Diverse e svariate osservazioni associamo alla parola cuore. Dipende dal vissuto di ciascuno e da dove ci poniamo per parlarne. Tutto ciò per dirci che è un organo importante.
Sia quello fisico, sia tutto quanto associamo a questo termine. In tanti ricordiamo il primo trapianto di cuore. Lo effettua, il 3 dicembre 1967, il chirurgo Christiaan Barnard a Città del Capo. Il paziente Washkansky ha ricevuto il cuore di una donna, vittima di un incidente stradale. Vivrà soltanto 17 giorni a causa del rigetto. La medicina ha fatto da allora tanti passi.
E quando Barnard si innamorerà di un’altra donna, diversa dalla moglie, si disse che si era cambiato lui stesso il cuore!
È un organo interno, possiamo immaginarlo o vederlo tramite gli strumenti diagnostici. Ma chi ne parlerebbe soltanto come una “pompa”, un meccanismo e non lo avvicinerebbe anche al sentimento, a qualcosa che non è visibile, che non possiamo disegnare? A una percezione?

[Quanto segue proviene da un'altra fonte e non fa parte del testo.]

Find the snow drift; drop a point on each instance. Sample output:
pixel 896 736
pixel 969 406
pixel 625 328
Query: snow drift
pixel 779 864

È difficile rappresentarlo in un modo che comprenda questi diversi aspetti. Dal cuore facciamo scaturire l’amore, l’affetto, la partecipazione umana alle vicende altrui. Dal cuore facciamo anche nascere il nostro impegno nella società e nel rapporto con gli altri. E che cosa vuol dire “essere senza cuore”? Fa capolino un sentimento terribile, grezzo, scuro, in sostanza brutto.
È importante curare il cuore fisico, il motore che se si ferma arresta tutto… ma la nostra accezione è avvicinarci anche a qualcosa di spirituale, di pensiero e di sentimento che il cardiologo da solo non può curare!
Navigheremo tra queste due sponde nel 2025.